9. WAIVER. Waiver by Seller of any breach by Buyer of any of the terms and conditions set forth herein shall not be construed as a waiver of any other breach or the failure of
Seller to exercise any right arising from any default of Buyer hereunder shall not be deemed to be a waiver of such right, which may be exercised at a subsequent time.

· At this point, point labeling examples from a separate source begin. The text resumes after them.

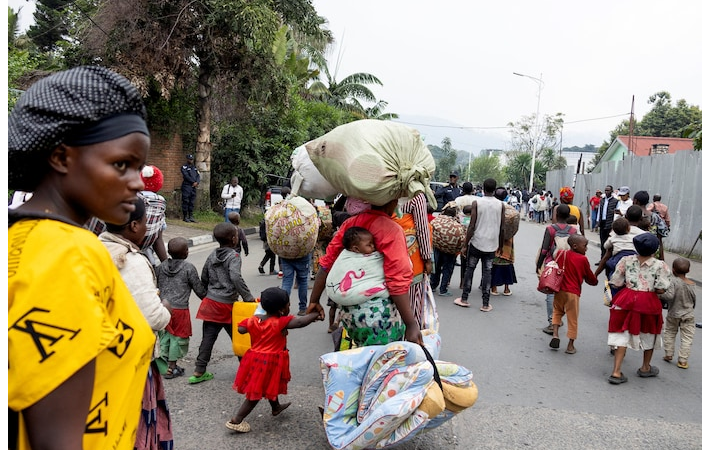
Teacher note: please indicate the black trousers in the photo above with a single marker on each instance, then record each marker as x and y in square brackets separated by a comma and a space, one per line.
[604, 234]
[188, 193]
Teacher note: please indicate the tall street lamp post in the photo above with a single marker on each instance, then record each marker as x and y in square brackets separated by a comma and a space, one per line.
[536, 126]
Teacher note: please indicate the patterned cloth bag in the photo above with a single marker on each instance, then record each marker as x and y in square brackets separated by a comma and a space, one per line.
[448, 235]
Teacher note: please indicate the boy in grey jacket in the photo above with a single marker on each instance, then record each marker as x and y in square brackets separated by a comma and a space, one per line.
[221, 277]
[176, 277]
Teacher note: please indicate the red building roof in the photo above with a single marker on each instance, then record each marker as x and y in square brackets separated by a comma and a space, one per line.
[644, 145]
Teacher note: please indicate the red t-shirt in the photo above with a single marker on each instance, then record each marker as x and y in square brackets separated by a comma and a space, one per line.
[389, 240]
[267, 336]
[577, 270]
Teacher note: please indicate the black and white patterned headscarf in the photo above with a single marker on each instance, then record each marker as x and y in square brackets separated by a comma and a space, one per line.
[79, 106]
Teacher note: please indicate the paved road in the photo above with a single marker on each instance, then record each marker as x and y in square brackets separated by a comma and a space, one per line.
[530, 396]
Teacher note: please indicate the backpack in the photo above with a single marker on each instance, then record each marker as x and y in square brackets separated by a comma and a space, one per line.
[559, 237]
[658, 225]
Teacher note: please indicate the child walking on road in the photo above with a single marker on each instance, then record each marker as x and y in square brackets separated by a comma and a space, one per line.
[567, 301]
[221, 276]
[265, 368]
[176, 277]
[681, 300]
[636, 314]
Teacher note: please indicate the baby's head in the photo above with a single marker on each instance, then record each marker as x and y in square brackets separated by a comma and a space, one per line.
[634, 214]
[578, 243]
[178, 248]
[234, 218]
[226, 234]
[681, 266]
[275, 301]
[620, 226]
[562, 212]
[358, 240]
[646, 244]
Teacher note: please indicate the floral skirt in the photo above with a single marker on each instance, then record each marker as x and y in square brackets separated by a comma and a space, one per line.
[154, 432]
[375, 322]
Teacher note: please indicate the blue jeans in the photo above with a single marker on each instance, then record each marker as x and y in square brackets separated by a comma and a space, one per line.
[296, 269]
[228, 210]
[210, 331]
[475, 255]
[445, 263]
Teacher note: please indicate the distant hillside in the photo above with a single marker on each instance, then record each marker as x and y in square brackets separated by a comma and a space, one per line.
[462, 158]
[590, 148]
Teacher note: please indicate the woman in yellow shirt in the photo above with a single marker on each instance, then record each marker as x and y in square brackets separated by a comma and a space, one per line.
[78, 346]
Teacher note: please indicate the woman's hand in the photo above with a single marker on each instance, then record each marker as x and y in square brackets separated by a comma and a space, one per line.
[318, 308]
[413, 334]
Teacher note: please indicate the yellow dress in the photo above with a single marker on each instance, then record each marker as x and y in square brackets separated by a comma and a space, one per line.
[68, 305]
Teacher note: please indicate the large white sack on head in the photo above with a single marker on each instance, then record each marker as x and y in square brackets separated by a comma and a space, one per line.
[292, 226]
[306, 179]
[374, 160]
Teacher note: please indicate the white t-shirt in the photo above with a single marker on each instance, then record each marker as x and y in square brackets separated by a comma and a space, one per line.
[233, 196]
[487, 230]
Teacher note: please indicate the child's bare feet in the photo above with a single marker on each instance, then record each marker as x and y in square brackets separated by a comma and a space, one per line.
[281, 407]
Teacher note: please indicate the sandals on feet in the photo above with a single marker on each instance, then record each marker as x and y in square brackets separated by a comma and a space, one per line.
[204, 377]
[242, 427]
[459, 302]
[173, 372]
[617, 380]
[652, 372]
[283, 407]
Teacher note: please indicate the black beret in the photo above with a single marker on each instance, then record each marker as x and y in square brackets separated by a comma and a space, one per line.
[60, 107]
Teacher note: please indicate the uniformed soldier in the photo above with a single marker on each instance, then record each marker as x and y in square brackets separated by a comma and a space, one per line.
[191, 179]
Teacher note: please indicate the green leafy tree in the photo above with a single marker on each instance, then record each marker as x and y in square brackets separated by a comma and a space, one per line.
[529, 136]
[346, 94]
[224, 48]
[447, 163]
[665, 119]
[486, 166]
[552, 160]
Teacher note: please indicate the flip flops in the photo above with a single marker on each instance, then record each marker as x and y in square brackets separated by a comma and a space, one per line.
[204, 377]
[461, 303]
[652, 372]
[617, 380]
[242, 427]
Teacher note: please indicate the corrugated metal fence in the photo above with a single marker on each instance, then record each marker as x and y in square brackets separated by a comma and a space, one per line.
[677, 177]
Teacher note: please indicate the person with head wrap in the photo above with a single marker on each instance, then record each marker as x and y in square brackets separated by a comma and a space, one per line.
[77, 139]
[636, 314]
[567, 195]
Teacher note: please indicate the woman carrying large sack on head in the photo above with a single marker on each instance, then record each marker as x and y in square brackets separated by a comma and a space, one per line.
[389, 240]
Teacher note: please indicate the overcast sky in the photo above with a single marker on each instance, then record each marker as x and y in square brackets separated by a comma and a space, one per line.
[451, 62]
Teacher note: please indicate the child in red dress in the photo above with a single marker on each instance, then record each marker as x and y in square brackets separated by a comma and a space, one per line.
[264, 370]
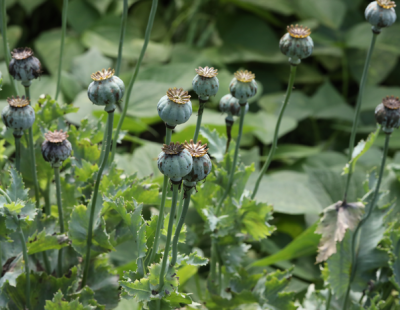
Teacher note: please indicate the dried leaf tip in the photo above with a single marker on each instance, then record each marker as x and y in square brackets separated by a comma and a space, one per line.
[173, 148]
[103, 74]
[18, 102]
[178, 95]
[207, 72]
[391, 102]
[298, 32]
[386, 4]
[196, 150]
[56, 136]
[245, 76]
[22, 53]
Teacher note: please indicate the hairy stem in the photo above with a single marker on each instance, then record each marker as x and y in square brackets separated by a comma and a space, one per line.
[276, 133]
[110, 121]
[365, 218]
[63, 32]
[357, 112]
[135, 73]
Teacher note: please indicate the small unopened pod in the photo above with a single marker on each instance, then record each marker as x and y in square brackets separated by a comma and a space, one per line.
[18, 115]
[175, 161]
[24, 66]
[380, 14]
[296, 44]
[230, 105]
[243, 86]
[56, 148]
[205, 83]
[106, 89]
[202, 164]
[387, 114]
[175, 107]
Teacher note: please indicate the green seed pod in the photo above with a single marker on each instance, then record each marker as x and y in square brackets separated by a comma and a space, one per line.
[296, 44]
[175, 107]
[56, 148]
[106, 89]
[387, 114]
[230, 105]
[243, 86]
[202, 164]
[380, 14]
[18, 115]
[24, 66]
[175, 161]
[206, 83]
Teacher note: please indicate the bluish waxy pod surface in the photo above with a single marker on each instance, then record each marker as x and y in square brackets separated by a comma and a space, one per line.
[106, 88]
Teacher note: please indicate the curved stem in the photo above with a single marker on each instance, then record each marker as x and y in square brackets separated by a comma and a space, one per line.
[365, 218]
[122, 36]
[169, 234]
[179, 227]
[60, 217]
[357, 113]
[135, 73]
[27, 271]
[63, 31]
[161, 214]
[110, 121]
[276, 133]
[5, 42]
[202, 103]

10. GOVERNING LAW. This Agreement shall be governed by the Uniform Commercial Code as adopted by the State of New Jersey in force as of the date hereof. Buyer
consents to the jurisdiction of the state and federal courts within the State of New Jersey. Service of process by certified or registered mail shall be sufficient to commence suit
and obtain a judgment by default. Buyer waives any right to personal service of process. Notwithstanding anything contained herein to the contrary, if Seller so directs, any
controversy or claim arising out of or related to this agreement or the performance or breach thereof shall be resolved by binding arbitration in accordance with the rules and
procedures then obtaining of the American Arbitration Association. Any action or proceeding by Buyer arising out of or in connection with this transaction, including any claim
for Seller's breach of contract or Seller's breach of Warranty, must be commenced within two (2) years after the delivery of the equipment to Buyer except in the case of a claim
for Seller's breach of Warranty relating to the Z-400 Frozen Merchandiser's freezer system as provided for herein which must be commenced within five (5) years after the
delivery of the equipment to Buyer.
11. Credit. All invoices paid after the due date specified within shall accrue interest at the lesser of 2% per month or the highest rate of interest permitted by law. In the event
that the Buyer pays any invoice with a credit card, Buyer hereby waives, releases, and discharges any all rights that Buyer may have, under the terms of Buyer's agreement with
the credit card provider, to dispute, challenge and/or protest the payment of any Seller invoice.